According to the logistic regression analysis, engaging in health-conscious behaviors was a significant predictor of participants’ preferences to receive their own genetic information. More specifically, participants who reported at least one health-conscious behavior, compared to those who reported none, had greater odds of preferring to receive their genetic test results in both groups (OR=2.397 (G-1) and 1.897 (G-2), P<0.001) (Table 3). As such, participants with health-conscious behaviors might have regarded genetic results as useful information to protect their health, and they might be able to make good use of their genetic results to develop an effective and personally suitable diet and physical activity regimen, and choice of personally optimized medical checks. On the other hand, in previous research, providing individual genetic results for common complex diseases did not seem to promote risk-reducing behavior in the participants.32 Therefore, based on our research results, we propose a study regarding the effects of returning the genetic results of common complex diseases to people who have notably high preferences for their genetic results returned and having health-conscious behaviors. For people who did not report had health-conscious behaviors, it would also be important to examine the reasons for their low preferences to receive their genetic test results. Offering combined genetic information and health care promotion strategies could help improve peoples’ self-perceived health and health conditions.

In conclusion, we reported on biobank participants’ preferences for receiving their own genetic information and investigated the influences of several factors—health-conscious behaviors, genetic knowledge and demographic data—on these preferences.

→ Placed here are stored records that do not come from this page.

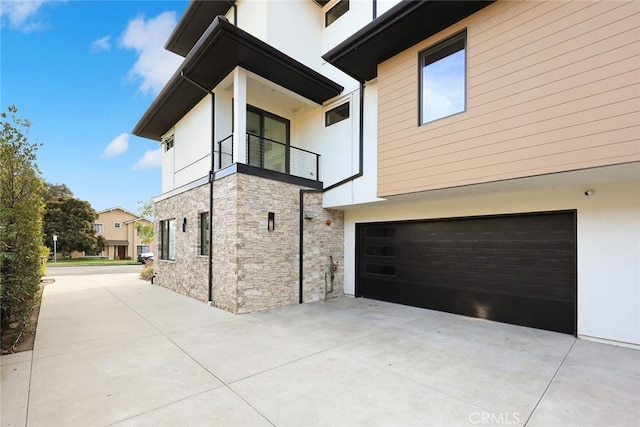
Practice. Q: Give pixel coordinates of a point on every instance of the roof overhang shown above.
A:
(194, 21)
(221, 48)
(402, 26)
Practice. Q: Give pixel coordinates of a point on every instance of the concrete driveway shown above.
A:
(112, 350)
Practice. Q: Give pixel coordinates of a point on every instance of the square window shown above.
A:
(168, 143)
(336, 12)
(443, 79)
(335, 115)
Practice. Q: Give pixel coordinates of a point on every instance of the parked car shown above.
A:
(144, 256)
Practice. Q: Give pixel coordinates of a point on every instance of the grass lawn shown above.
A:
(68, 262)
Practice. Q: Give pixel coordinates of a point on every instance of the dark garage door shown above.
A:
(518, 269)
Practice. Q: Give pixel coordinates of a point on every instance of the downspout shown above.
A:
(235, 11)
(331, 187)
(211, 179)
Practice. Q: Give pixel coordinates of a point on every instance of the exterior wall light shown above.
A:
(271, 221)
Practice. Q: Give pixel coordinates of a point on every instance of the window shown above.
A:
(443, 79)
(267, 140)
(168, 239)
(168, 143)
(335, 115)
(204, 233)
(336, 12)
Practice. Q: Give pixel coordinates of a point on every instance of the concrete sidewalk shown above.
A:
(112, 350)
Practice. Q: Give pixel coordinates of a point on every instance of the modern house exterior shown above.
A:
(118, 227)
(474, 157)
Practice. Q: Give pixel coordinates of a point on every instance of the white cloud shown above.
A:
(154, 65)
(150, 159)
(117, 146)
(101, 44)
(23, 15)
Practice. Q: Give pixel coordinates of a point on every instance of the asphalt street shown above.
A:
(53, 270)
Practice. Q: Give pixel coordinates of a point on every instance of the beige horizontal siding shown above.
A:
(551, 87)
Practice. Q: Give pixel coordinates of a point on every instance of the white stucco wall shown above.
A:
(193, 144)
(608, 238)
(363, 189)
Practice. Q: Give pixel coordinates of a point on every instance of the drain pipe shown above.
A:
(331, 187)
(211, 179)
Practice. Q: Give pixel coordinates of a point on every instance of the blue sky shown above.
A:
(83, 72)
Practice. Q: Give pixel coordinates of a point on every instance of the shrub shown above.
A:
(147, 272)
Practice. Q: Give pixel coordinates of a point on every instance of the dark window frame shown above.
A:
(167, 244)
(266, 114)
(338, 10)
(335, 113)
(436, 52)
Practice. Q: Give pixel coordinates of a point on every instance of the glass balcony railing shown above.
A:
(272, 155)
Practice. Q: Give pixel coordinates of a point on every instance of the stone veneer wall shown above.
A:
(268, 261)
(253, 268)
(188, 274)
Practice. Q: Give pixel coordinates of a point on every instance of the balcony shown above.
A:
(271, 155)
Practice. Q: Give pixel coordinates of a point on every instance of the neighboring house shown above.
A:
(474, 157)
(118, 227)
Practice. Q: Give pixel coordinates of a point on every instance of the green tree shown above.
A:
(145, 230)
(21, 210)
(54, 191)
(72, 221)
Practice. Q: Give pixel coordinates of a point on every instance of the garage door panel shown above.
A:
(550, 315)
(516, 268)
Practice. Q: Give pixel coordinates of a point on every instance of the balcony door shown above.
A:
(267, 140)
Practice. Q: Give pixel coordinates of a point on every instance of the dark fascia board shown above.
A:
(194, 21)
(402, 26)
(220, 49)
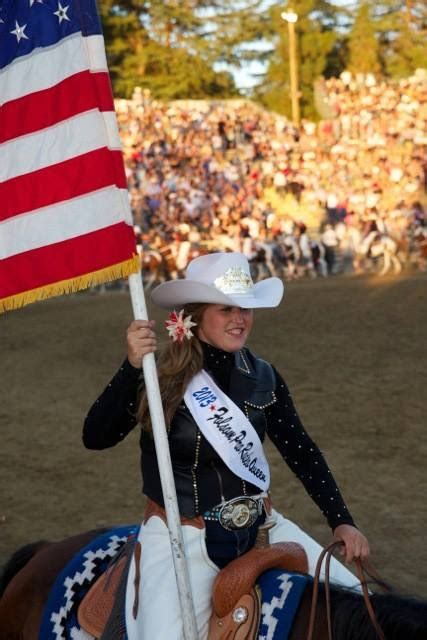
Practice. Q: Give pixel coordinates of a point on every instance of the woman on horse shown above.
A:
(220, 400)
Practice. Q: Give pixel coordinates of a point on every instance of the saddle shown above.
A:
(236, 598)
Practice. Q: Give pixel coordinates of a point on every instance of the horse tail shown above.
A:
(17, 562)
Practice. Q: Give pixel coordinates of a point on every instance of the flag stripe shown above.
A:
(85, 132)
(47, 67)
(63, 220)
(62, 181)
(48, 107)
(66, 260)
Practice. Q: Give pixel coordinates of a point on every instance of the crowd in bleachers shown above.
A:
(322, 198)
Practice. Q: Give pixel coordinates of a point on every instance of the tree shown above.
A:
(317, 35)
(401, 26)
(363, 46)
(165, 46)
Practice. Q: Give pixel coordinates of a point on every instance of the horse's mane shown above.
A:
(399, 616)
(17, 562)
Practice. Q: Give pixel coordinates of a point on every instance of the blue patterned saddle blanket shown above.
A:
(281, 591)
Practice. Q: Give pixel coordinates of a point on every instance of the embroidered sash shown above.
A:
(228, 430)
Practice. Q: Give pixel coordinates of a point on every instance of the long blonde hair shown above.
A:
(177, 363)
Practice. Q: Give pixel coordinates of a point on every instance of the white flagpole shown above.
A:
(165, 468)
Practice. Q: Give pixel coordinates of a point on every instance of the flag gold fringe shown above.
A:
(113, 272)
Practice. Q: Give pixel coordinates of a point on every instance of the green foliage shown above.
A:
(401, 26)
(316, 36)
(175, 47)
(363, 46)
(165, 46)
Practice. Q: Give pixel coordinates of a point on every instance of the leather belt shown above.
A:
(238, 513)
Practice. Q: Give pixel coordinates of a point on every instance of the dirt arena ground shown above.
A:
(353, 351)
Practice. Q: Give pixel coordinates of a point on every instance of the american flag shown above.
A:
(65, 220)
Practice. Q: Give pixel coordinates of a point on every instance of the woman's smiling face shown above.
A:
(224, 327)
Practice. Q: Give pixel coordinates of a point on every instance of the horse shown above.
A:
(379, 247)
(28, 576)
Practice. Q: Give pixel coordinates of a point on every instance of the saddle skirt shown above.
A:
(279, 590)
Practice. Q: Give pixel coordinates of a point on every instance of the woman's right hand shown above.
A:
(141, 340)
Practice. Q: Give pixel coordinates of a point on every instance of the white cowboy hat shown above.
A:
(219, 278)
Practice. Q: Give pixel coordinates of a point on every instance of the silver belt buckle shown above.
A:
(239, 513)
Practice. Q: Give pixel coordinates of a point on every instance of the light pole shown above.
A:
(291, 17)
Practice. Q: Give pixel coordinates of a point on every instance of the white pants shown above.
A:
(159, 615)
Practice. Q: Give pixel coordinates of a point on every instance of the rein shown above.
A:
(362, 571)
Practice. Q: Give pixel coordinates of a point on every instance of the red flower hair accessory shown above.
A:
(179, 327)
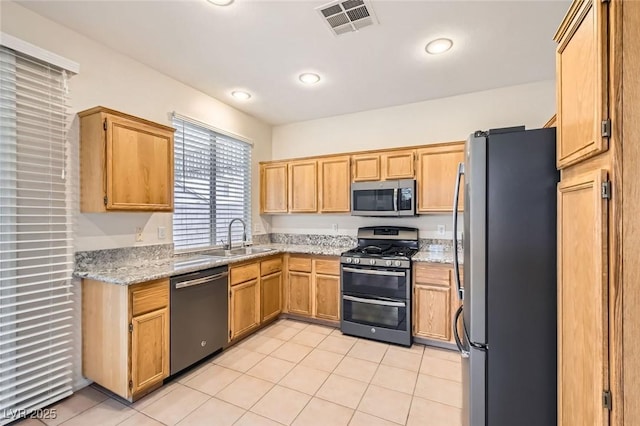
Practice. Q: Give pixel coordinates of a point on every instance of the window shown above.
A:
(36, 253)
(212, 186)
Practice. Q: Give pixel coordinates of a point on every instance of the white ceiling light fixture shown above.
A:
(221, 2)
(438, 46)
(241, 95)
(309, 78)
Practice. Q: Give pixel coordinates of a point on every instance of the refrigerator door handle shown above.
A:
(456, 262)
(456, 318)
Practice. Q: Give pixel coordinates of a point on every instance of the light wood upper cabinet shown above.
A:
(398, 164)
(133, 323)
(273, 188)
(126, 163)
(303, 194)
(366, 167)
(583, 353)
(334, 184)
(582, 82)
(437, 171)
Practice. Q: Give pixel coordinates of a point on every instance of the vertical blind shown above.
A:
(36, 254)
(212, 186)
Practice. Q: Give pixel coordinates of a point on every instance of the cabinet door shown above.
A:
(366, 167)
(273, 188)
(271, 301)
(245, 308)
(300, 293)
(327, 297)
(398, 164)
(437, 171)
(139, 166)
(581, 76)
(334, 182)
(432, 314)
(303, 195)
(149, 349)
(582, 301)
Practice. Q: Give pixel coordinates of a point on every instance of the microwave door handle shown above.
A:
(456, 262)
(395, 199)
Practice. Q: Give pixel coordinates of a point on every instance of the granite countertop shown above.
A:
(127, 274)
(123, 273)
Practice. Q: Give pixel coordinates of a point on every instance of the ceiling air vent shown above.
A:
(347, 15)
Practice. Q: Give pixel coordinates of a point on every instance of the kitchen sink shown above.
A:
(239, 251)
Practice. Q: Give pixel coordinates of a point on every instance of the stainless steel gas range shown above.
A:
(376, 284)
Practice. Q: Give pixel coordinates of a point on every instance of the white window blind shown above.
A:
(212, 186)
(36, 255)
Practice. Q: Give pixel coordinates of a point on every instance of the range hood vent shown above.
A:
(347, 15)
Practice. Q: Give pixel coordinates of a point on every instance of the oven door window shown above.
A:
(381, 313)
(388, 283)
(373, 200)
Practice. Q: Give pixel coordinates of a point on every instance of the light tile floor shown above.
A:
(292, 373)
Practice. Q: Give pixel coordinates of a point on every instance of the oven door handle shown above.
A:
(374, 301)
(373, 272)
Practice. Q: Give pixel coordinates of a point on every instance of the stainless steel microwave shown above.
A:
(385, 198)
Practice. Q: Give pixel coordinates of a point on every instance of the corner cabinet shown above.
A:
(437, 172)
(126, 163)
(273, 188)
(255, 295)
(583, 128)
(125, 336)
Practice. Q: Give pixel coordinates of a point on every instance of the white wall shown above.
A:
(440, 120)
(116, 81)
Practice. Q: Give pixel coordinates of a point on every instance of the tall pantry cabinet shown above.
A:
(596, 384)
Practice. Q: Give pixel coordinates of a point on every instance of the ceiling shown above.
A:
(262, 46)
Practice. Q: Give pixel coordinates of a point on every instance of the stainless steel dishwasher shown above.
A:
(199, 316)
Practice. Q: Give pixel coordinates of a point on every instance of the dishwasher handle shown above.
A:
(202, 280)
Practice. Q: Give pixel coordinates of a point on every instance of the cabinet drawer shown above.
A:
(302, 264)
(270, 266)
(244, 273)
(328, 266)
(148, 297)
(432, 275)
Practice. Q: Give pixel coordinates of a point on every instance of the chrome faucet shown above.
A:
(244, 233)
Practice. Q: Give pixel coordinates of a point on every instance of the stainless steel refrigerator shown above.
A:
(508, 313)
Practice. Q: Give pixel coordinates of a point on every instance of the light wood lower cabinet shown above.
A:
(327, 297)
(299, 286)
(271, 300)
(434, 302)
(313, 286)
(125, 336)
(245, 308)
(255, 294)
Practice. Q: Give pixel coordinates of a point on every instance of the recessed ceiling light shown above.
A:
(309, 78)
(439, 45)
(221, 2)
(241, 95)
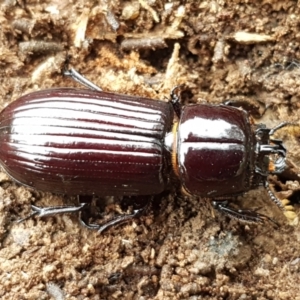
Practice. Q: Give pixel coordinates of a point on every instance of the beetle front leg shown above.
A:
(242, 215)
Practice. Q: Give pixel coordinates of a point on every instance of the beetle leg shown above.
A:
(251, 106)
(52, 210)
(244, 216)
(272, 196)
(115, 221)
(175, 100)
(81, 79)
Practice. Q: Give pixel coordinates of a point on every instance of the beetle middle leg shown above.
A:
(81, 79)
(242, 215)
(255, 108)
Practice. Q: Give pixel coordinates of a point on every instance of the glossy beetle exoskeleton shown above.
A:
(85, 142)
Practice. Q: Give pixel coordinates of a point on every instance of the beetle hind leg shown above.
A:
(242, 215)
(51, 211)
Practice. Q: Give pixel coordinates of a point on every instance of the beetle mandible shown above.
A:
(86, 142)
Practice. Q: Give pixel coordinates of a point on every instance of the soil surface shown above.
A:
(179, 249)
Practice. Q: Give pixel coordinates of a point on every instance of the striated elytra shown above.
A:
(86, 142)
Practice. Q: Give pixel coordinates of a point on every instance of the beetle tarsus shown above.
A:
(273, 198)
(175, 100)
(52, 210)
(243, 216)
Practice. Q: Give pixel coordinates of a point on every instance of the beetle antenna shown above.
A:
(281, 125)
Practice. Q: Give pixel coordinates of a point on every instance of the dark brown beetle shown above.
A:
(86, 142)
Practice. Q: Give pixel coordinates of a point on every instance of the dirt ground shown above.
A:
(219, 50)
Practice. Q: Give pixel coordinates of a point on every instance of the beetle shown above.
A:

Nearly 90% of G-1 respondents (who participated to the TMM cohort study) and over 80% of G-2 respondents (who were residents of the Tohoku region) expressed a preference for receiving their genetic test results. However, our participants seemed to have a more deliberate perspective regarding the return of individual genetic results for non-clinically actionable diseases. Health-conscious behaviors and age were significant predictors of all participants’ preference for receiving individual genetic results.

Study limitations

This study has several limitations. First, the response rate of Group 2, which was a residents’ group in the Tohoku region, was relatively low (26.6%). Second, the residents who did not register their telephone numbers on the telephone lists of Iwate and Miyagi Prefectures were not included in our study because the participants of Group 2 were selected from telephone lists. In addition, we sent our questionnaires by postal service, which might have been considered inconvenient by young adults and those in the early years of middle age. They might be more familiar with internet devices than with snail mail, and the choice of the postal service might have created a potential disincentive for participation in our study. It is possible that these limitations affected this sample’s distribution, which was biased toward older male participants. Third, our findings may have been influenced by response bias because the average age of our participants was greater than the average age of the total population of Japan. Fourth, all of the participants lived in the Tohoku region, and we did not research other areas in Japan. As such, our results may not be generalizable to other populations in Japan. This is notable because we found that the older the participants, the more their ‘preference to receive their genetic test results’ decreased. Consequently, the general population may show a greater preference for receiving their genetic test results. In addition, younger participants’ preferences for the return of their results might have been affected by their desire for information for family planning; however, this likely did not influence the overall results, as relatively few participants were from the age groups associated with family planning. Finally, although our questionnaire was rigorously pilot-tested, it was not officially validated. Future research studies should assess both the social aspects of returning genetic tests results—such as participants’ perceptions of genetic discrimination37 or attitudes toward gene testing—and the medical aspects, such as participants’ medical history or that of their families.